Classification and automation are hard to bring into one approach. That would mean that you develop one classifier that works on any input image. This requires very careful calibration of your images as subtle changes in your SAR backscatter might lead to misclassifications. This is especially the case for image textures as they are very sensitive to pixel resolution, scattering mechanism and incidence angle.
Additionally, Minimum Distance or Maximum Likelihood classifiers sometimes fail for radar images in power scale (after calibration, mainly 0-1, but also way above for corner reflection or volume scattering). Therefore, conversion to db scale is advisable because it results in a more gaussian distribution of your values.
They work well with few input data as long as they are of the same unit (Sigma0, for example). As soon as you introduce data of different scaling (e.g textures) these two classifiers work no longer as the input data have different value ranges which ill-conditiones these classifiers.
In turn, the Random Forest classifier can handle data of different input value ranges (e.g. SAR, optical and texture information) but it requires a high number of training input.
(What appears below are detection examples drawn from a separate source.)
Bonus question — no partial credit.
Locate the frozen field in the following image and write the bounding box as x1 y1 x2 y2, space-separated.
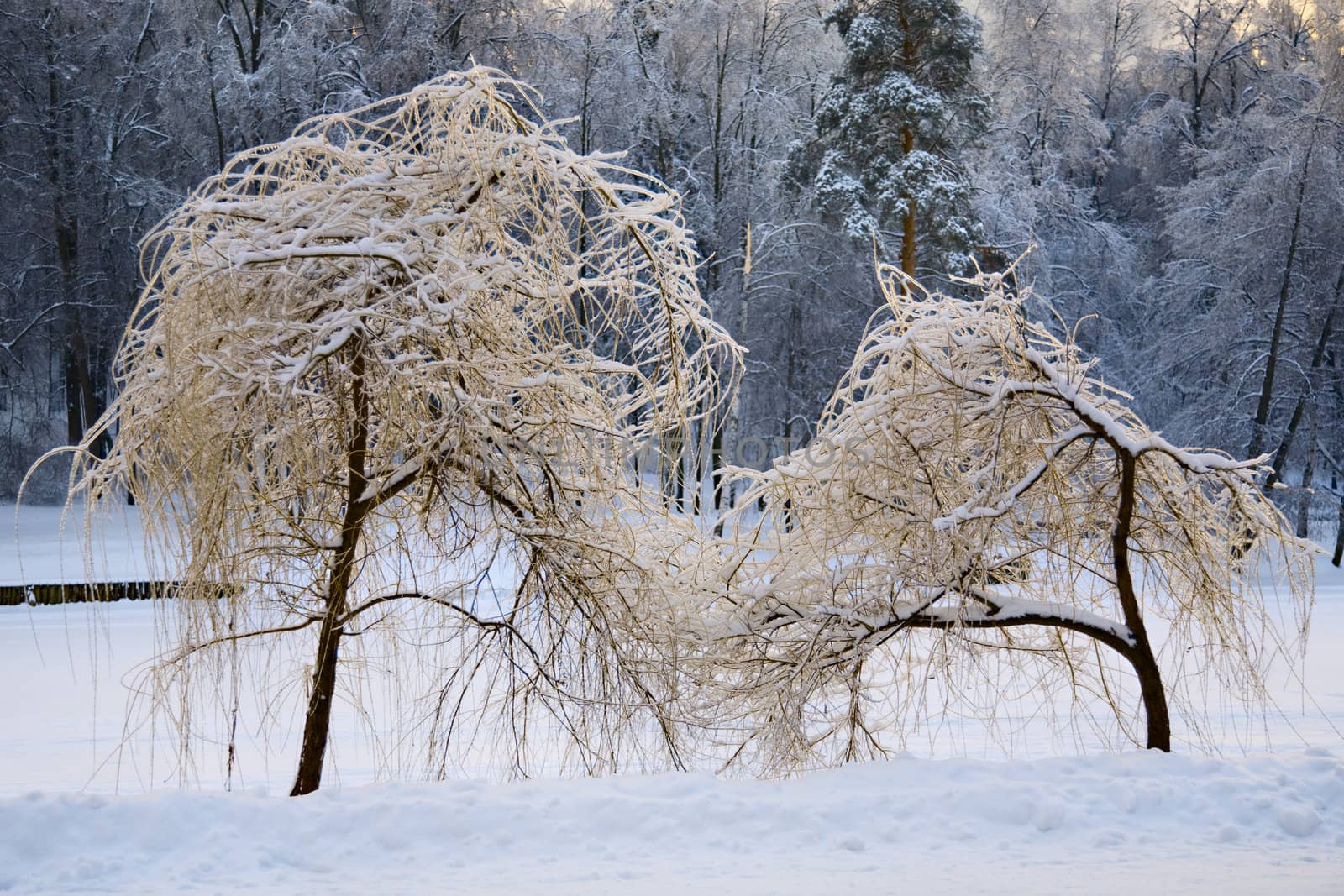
0 508 1344 893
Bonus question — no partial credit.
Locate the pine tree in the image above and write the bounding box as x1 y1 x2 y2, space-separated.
791 0 986 275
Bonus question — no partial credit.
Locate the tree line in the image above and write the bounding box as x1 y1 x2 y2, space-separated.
8 0 1344 553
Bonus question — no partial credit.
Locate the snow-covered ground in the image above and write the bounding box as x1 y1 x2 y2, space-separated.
0 508 1344 893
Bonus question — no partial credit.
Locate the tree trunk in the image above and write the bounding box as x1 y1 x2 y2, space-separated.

That means you need
- large training areas: The standard configuration is 5000 pixels per run, so you would need areas larger than that so the randomization of training pixels is effective. Otherwise you always train on the same pixels and the principle of the RF classifier is missed.
- a high number of input rasters: Each run takes the square root of the number of input rasters for training, e.g 3 out of 9, 4 out of 16 and so on. Otherwise your model is trained multiple times on the same input rasters - again, missing the strenght and requirements for the RF model to be effective.
I agree with @johngan: If it comes to automation of flooded areas, band math conditions on few input rasters are way more stable and promising.
Have you considered multi-criteria statements? For example:
IF Sigma0_VV < 0.001 AND Sigma0_VH_db < -20 THEN 1 ELSE 0
If you have dual-polarized data you could use both VV and VH as well as their log-scaled representations. That gives you 4 bands to define your conditions. That should leave you enough flexibility for a detection of high accuracy.
Or derive a median-filtered image (right-click > filter image) of 5x5 pixels to smooth out the black water areas and to reduce small isolated black pixels on land.